Contra-Topic-bottleneck-t5-large: Linear Topic Extraction using Bottleneck T5
A lightweight approach to topic extraction leveraging the Bottleneck T5 autoencoder architecture with learned transformation matrices. This project provides three specialized transformation matrices for mapping content embeddings to topic embeddings across different domains.
TL;DR: Transform content embeddings into topic embeddings using domain-specific 1024×1024 transformation matrices, trained on three distinct datasets. Built on top of the Bottleneck T5 architecture for efficient, training-free topic extraction.
Motivation
Large Language Models (LLMs) have become the go-to solution for many NLP tasks, including topic extraction and classification. However, they come with significant overhead:
- High computational requirements
- Large memory footprint
- Considerable inference latency
- Complex deployment needs
- Limited to pre-specified classes
This project offers a lightweight alternative specifically for topic extraction by leveraging the semantic structure of the Bottleneck T5's latent space. Instead of training a new model or fine-tuning existing ones, we learn a simple linear transformation between content and topic embeddings, providing:
- Fast inference (milliseconds)
- Minimal memory footprint (single 1024×1024 matrix per domain)
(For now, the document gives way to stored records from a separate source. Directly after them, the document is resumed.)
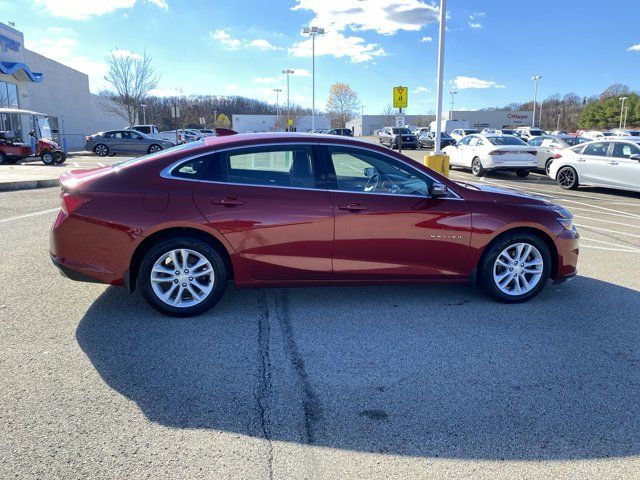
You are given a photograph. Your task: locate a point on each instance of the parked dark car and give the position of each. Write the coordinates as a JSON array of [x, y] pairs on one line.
[[279, 209], [390, 137], [345, 132], [125, 142], [428, 140]]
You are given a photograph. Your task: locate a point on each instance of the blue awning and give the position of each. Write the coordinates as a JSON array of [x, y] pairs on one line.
[[21, 71]]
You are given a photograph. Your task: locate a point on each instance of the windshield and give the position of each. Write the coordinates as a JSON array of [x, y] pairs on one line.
[[505, 140]]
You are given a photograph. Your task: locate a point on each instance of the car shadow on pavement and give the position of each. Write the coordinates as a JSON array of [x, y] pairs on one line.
[[415, 371]]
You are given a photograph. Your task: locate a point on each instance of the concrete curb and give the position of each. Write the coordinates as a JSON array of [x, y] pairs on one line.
[[28, 184]]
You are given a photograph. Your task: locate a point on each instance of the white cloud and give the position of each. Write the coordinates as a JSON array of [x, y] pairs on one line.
[[421, 90], [338, 45], [381, 16], [462, 83], [262, 44], [225, 39], [83, 9]]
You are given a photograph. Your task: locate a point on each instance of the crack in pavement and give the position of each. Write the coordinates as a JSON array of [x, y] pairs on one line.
[[310, 401], [264, 368]]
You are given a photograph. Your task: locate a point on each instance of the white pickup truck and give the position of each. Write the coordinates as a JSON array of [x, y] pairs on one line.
[[153, 132]]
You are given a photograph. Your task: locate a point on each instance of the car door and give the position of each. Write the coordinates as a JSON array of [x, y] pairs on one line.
[[273, 209], [623, 171], [591, 163], [386, 224]]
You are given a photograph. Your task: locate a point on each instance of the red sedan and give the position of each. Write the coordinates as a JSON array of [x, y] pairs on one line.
[[296, 209]]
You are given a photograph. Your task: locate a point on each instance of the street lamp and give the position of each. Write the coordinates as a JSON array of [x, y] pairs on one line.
[[622, 109], [452, 93], [288, 72], [313, 32], [535, 79], [277, 90], [443, 18]]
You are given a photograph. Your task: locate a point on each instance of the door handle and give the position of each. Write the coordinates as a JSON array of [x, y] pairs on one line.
[[352, 207], [228, 202]]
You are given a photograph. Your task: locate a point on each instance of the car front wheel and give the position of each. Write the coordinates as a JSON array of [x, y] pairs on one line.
[[182, 276], [516, 268]]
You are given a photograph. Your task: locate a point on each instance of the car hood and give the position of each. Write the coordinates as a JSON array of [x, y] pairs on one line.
[[506, 195]]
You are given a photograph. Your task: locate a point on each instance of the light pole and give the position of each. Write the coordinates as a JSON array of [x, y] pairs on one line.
[[535, 79], [443, 18], [622, 110], [288, 72], [313, 32], [277, 90], [452, 93]]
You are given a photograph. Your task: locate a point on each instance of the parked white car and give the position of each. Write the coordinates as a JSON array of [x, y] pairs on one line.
[[549, 145], [482, 153], [612, 163]]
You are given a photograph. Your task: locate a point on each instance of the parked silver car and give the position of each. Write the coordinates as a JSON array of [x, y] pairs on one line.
[[124, 141]]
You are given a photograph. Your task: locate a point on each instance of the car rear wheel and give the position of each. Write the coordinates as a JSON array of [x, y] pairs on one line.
[[182, 276], [476, 167], [516, 268], [567, 178], [101, 150]]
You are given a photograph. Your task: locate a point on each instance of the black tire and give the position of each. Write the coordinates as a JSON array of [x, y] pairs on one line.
[[60, 157], [48, 157], [567, 178], [162, 248], [485, 269], [101, 150], [476, 167], [547, 165]]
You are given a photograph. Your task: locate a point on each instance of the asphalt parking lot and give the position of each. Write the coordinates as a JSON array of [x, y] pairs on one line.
[[349, 382]]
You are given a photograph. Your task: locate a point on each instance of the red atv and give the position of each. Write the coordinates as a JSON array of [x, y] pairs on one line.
[[12, 151]]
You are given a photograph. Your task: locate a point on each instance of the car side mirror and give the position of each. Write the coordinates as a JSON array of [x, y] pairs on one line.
[[438, 190]]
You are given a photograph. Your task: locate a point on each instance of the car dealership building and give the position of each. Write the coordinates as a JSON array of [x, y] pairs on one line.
[[30, 81]]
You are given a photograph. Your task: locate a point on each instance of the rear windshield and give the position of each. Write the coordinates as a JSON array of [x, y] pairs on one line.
[[505, 140]]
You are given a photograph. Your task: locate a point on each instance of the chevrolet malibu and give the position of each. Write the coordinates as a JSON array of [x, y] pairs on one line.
[[281, 210]]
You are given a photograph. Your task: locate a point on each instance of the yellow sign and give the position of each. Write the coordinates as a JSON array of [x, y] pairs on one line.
[[400, 97]]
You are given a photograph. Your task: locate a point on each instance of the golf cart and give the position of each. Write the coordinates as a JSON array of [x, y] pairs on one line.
[[15, 146]]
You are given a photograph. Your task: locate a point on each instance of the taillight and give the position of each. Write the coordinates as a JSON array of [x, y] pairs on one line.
[[70, 202]]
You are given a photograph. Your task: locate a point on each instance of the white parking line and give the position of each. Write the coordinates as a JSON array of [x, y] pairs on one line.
[[26, 215]]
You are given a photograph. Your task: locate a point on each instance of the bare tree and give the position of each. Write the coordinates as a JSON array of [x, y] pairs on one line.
[[342, 104], [131, 77]]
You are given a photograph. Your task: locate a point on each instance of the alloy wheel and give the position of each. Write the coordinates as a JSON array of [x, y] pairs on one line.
[[518, 269], [182, 278]]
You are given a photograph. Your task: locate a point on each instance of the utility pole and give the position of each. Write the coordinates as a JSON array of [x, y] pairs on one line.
[[277, 90], [288, 72], [443, 18], [535, 79], [313, 32]]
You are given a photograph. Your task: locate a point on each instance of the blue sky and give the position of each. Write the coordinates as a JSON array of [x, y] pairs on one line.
[[239, 48]]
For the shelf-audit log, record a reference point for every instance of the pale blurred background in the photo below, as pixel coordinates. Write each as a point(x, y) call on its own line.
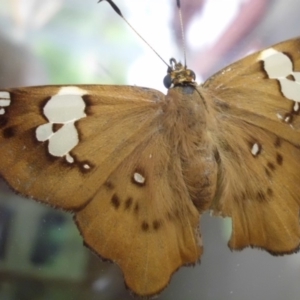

- Simple deployment (basic matrix multiplication)
- No need for GPU at inference time
- Generator in nature
Architecture Overview
Base Model
- Uses Bottleneck T5 Large (thesephist/contra-bottleneck-t5-large-wikipedia)
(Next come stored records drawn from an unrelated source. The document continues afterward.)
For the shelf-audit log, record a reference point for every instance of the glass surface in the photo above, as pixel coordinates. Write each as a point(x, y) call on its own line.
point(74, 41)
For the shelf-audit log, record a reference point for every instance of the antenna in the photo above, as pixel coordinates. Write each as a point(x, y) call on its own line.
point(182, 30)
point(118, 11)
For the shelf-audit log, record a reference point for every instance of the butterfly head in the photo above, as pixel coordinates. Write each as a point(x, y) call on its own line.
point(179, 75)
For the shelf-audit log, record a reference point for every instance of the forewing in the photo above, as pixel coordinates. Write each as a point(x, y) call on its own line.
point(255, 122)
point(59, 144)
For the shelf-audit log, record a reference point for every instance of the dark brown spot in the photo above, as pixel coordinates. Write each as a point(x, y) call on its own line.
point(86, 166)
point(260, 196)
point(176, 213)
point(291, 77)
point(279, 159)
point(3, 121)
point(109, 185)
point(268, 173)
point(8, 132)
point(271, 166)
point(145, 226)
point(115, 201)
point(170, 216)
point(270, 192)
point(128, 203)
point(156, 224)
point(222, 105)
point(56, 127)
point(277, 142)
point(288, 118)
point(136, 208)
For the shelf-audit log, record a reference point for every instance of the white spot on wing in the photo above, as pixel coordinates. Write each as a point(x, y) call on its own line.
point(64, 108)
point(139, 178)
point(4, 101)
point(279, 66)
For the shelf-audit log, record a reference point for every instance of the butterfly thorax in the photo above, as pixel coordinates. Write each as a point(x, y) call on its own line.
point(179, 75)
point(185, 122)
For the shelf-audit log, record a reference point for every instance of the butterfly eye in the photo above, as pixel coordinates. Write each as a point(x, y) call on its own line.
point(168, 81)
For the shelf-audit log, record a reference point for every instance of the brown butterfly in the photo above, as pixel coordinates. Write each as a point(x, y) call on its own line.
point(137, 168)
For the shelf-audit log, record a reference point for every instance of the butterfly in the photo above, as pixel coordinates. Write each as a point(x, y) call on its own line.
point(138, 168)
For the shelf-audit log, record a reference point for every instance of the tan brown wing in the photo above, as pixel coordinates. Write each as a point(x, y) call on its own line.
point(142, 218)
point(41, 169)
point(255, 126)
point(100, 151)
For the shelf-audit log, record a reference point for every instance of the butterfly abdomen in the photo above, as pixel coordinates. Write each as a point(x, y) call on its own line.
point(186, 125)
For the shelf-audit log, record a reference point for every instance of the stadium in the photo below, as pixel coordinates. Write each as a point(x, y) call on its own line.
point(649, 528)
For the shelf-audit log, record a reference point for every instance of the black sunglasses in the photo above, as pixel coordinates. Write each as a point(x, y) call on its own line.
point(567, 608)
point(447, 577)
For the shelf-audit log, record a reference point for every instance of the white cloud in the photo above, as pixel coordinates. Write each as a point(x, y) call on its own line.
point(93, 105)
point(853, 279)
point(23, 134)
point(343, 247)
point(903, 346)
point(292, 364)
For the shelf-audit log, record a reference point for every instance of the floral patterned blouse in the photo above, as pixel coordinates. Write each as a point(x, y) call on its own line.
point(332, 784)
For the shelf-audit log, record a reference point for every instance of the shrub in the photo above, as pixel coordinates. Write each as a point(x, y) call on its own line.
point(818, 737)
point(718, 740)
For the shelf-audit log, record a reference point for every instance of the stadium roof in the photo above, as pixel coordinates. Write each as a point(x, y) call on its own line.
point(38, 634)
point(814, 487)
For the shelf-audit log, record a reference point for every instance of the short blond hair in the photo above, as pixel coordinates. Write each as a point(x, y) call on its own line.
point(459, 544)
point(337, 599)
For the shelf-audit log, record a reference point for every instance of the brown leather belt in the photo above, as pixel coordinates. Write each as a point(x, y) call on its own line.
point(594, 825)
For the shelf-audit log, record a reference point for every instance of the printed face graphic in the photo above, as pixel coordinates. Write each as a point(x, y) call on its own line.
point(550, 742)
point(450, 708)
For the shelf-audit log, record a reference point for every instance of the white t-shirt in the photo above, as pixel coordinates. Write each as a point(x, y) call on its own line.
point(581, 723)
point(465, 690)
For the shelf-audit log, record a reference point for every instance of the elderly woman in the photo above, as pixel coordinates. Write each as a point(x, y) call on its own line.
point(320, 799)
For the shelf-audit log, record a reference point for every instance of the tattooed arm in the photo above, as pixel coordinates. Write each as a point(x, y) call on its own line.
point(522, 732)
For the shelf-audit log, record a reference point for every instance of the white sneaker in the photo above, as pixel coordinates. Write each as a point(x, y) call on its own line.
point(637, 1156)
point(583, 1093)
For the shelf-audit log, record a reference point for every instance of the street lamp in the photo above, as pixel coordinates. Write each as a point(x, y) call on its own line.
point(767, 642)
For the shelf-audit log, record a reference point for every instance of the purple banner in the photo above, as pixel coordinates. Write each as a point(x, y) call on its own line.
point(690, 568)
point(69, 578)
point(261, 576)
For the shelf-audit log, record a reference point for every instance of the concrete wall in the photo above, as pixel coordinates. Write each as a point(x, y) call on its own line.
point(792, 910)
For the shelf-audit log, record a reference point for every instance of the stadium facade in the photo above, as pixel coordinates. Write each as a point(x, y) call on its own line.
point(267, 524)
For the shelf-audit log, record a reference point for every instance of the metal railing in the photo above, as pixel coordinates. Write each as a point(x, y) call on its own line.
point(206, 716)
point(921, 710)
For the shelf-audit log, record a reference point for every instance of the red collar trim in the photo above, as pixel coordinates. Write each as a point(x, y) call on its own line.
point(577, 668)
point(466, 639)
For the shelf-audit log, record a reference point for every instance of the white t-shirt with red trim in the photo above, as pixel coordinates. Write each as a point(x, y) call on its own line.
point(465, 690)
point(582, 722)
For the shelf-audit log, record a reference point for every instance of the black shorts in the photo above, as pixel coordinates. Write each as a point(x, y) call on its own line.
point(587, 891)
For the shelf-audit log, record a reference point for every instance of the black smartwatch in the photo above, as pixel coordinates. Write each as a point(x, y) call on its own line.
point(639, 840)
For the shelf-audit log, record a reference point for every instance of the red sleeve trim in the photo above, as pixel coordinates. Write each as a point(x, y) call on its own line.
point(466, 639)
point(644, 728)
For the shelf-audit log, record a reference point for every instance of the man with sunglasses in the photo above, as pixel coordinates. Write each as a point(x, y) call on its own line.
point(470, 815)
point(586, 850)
- Fixed embedding dimension: 1024
- Pre-trained on Wikipedia data
- Autoencoder architecture with attention pooling
Transformation Layers
- Three domain-specific transformation matrices (1024×1024 each)
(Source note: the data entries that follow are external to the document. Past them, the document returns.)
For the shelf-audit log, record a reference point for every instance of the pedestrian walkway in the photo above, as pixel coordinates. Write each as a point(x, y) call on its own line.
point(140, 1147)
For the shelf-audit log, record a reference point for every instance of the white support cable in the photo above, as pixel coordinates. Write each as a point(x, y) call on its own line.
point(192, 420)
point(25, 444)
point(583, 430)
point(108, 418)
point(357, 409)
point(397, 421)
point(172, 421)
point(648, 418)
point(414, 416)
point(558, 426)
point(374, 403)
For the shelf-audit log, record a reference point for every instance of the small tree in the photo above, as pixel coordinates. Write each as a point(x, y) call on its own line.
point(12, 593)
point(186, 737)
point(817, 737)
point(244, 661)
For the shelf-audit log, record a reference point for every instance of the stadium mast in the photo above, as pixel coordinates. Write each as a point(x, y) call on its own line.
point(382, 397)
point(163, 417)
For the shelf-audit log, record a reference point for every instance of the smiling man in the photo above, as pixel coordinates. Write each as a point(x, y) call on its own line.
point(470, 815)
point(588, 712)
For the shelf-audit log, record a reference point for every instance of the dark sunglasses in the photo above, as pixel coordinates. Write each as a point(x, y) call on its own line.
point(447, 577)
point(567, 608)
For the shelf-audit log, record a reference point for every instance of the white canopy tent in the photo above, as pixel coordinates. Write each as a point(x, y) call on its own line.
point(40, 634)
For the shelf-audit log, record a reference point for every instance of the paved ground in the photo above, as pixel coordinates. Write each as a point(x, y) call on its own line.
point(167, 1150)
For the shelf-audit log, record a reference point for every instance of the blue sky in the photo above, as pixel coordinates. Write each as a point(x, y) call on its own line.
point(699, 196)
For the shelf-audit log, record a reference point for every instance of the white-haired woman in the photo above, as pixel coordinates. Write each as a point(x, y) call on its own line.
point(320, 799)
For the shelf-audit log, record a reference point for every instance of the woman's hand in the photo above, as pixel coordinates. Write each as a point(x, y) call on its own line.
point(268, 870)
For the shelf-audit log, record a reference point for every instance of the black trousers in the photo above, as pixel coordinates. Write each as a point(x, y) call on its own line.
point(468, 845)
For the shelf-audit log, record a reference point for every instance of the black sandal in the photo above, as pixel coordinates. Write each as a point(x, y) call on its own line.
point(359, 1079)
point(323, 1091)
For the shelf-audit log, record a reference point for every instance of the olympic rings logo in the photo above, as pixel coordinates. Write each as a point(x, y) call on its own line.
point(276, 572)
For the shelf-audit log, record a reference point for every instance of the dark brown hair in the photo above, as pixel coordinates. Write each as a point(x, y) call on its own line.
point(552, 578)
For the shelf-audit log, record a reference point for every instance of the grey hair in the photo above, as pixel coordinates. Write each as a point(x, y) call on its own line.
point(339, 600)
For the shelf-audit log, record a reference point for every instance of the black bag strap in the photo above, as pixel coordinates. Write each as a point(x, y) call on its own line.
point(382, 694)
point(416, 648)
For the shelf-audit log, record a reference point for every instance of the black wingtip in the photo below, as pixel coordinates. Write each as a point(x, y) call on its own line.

- Linear mapping from content to topic space
- Learned using simple Mean Squared Error optimization
- Total additional parameters: ~3M per domain
Datasets and Performance Metrics
1. ArXiv Abstracts Dataset (ankitagr01/dynamic_topic_modeling_arxiv_abstracts)
Scientific paper abstracts paired with their research topics, providing a test bed for academic content classification.
Performance Metrics:
- Training MSE: 0.00225 (error on samples used to learn transformation)
- Testing MSE: 0.00268 (error on held-out validation set)
- Inter-topic MSE: 0.00620 (minimum distance between different topic embeddings)
Use Cases:
- Automated paper categorization
- Research trend analysis
- Academic content recommendation
2. TopicSUM Dataset (knkarthick/topicsum)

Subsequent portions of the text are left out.